A British journalist and a Brazilian indigenous expert have gone missing in a remote area of the Amazon rainforest.
Dom Phillips, a regular contributor to the Guardian newspaper in Brazil, was last seen in the Javari region, Amazonas state at the weekend.
He was travelling the area with Bruno Pereira while researching a book. The two had received threats days before, say indigenous groups.
Mr Phillips’ family say “every second counts” in the hunt for him.
Federal police and navy are searching for the two in the remote region.
Two fishermen were arrested in connection with the men’s disappearance on Monday evening, Brazilian newspaper O Globo reports. They have since been released.
Mr Phillips, 57, has written extensively on the Amazon and has lived in Brazil for over a decade.
Mr Pereira, who is currently on leave from his post with the government’s indigenous affairs agency Funai, is an expert on isolated tribes in the Amazon.
The two had been in the district for about a week and had travelled by boat to Jaburu lake on Friday.
They were then expected to return to Atalaia do Norte city on Sunday afternoon, according to two indigenous groups. But the pair never arrived.
The men’s families have expressed their alarm since the two went missing.
“Please answer the urgency of the moment with urgent actions,” Mr Phillips’ wife Alessandra Sampaio said in a statement.
“In the forest every second counts, every second could be the difference between life and death,” she added.

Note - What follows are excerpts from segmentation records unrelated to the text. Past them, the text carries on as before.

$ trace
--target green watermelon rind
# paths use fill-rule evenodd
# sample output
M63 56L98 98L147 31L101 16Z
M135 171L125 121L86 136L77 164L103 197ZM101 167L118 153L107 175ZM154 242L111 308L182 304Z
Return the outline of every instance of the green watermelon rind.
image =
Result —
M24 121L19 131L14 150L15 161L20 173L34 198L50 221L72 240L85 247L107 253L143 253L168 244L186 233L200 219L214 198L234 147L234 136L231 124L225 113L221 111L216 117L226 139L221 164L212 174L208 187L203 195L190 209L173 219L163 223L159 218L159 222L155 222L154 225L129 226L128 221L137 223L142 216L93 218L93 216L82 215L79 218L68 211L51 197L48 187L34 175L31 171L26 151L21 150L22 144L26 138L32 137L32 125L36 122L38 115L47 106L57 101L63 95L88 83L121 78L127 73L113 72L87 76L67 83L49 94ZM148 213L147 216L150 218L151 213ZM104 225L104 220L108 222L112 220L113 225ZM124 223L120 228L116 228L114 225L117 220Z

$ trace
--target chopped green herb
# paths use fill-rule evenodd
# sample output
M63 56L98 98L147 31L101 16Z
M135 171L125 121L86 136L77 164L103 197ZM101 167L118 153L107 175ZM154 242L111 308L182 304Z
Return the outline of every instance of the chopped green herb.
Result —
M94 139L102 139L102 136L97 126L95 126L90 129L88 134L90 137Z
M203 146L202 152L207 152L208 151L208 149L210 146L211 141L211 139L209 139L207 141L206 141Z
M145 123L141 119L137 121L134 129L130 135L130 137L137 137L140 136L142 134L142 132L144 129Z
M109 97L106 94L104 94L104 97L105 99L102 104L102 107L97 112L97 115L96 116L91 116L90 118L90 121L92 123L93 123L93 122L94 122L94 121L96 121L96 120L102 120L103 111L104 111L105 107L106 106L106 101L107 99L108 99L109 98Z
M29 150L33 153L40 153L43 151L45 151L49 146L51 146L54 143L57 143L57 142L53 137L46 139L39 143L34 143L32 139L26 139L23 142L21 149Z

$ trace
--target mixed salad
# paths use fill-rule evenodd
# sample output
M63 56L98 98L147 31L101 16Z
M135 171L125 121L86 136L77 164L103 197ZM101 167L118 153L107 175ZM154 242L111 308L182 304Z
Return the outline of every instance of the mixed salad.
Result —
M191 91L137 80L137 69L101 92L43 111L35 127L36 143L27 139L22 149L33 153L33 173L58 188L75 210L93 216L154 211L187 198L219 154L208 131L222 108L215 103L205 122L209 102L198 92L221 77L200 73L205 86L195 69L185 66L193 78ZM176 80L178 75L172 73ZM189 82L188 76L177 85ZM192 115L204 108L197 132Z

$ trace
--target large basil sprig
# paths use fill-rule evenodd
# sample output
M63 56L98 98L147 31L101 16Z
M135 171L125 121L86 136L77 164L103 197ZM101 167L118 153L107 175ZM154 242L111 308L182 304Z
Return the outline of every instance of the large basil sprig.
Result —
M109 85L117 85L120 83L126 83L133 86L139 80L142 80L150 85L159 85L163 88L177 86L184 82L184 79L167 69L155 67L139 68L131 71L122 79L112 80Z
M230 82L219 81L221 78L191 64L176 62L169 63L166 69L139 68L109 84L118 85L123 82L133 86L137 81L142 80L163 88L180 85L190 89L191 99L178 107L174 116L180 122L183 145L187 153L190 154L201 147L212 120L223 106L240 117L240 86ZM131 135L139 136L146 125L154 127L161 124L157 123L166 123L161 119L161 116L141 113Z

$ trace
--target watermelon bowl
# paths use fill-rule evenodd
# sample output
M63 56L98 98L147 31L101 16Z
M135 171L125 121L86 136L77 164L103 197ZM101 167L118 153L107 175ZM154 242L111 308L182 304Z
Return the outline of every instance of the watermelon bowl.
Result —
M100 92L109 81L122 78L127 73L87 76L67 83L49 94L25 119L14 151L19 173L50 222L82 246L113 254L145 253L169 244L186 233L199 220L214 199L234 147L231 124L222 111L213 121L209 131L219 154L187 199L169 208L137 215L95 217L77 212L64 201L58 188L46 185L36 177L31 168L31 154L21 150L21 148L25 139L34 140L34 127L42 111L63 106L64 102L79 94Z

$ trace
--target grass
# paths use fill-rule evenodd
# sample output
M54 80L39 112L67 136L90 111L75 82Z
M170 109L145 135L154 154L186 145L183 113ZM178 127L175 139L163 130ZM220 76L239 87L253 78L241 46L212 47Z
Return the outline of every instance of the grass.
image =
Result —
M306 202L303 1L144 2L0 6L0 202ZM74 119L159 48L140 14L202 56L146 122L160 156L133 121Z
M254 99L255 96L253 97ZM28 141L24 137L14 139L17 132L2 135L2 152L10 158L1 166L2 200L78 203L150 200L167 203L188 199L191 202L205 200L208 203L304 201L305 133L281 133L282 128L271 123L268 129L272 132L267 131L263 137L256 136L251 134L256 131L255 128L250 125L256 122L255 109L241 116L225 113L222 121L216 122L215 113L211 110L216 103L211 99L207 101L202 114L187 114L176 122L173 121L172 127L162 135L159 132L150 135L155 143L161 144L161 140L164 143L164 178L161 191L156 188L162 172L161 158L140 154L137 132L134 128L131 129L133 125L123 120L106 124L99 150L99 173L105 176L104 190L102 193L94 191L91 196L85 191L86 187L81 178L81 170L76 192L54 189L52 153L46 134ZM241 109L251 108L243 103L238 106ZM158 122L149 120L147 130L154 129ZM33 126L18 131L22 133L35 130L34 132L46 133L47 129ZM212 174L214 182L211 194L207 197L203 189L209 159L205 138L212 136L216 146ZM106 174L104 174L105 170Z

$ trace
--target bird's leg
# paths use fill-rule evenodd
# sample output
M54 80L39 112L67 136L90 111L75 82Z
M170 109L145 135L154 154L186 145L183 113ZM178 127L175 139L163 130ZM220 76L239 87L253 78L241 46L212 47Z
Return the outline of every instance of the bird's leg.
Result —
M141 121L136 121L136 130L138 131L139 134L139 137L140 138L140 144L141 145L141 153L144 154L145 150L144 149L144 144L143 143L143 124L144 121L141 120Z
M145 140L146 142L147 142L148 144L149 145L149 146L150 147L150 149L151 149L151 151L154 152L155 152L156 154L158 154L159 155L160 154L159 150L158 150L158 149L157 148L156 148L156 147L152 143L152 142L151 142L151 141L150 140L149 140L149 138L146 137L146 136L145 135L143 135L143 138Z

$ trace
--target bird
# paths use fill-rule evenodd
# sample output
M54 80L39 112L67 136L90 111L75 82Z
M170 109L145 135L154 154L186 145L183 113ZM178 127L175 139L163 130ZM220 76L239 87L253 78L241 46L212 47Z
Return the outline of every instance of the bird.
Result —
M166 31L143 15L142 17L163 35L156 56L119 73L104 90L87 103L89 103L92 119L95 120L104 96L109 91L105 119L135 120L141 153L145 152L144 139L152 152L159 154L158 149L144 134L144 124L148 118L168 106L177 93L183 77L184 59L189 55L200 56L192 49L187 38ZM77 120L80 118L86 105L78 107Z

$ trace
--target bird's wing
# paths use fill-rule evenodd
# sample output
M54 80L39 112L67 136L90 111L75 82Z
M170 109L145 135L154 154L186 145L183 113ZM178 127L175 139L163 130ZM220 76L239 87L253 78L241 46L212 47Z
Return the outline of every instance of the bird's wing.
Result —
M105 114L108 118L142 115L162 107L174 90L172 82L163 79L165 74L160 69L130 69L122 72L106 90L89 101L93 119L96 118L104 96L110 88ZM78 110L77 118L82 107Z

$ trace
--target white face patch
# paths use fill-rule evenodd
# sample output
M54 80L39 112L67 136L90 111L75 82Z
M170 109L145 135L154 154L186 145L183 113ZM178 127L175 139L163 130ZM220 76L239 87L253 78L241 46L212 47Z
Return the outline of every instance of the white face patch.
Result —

Former Brazilian President Luiz Inacio Lula da Silva tweeted: “Phillips interviewed me for the Guardian in 2017. I hope they are fine, safe and will be found quickly.”
The Guardian said it was “very concerned” about Mr Phillips and was “urgently seeking information about Mr Phillips’ whereabouts and condition.”
The north-western Javari region – home to over 20 indigenous groups – has been hit by violence in recent years with a rise in illegal mining, fishing and hunting.
The government’s indigenous affairs agency, Funai, which has a base in the region, has also been attacked several times there in recent years.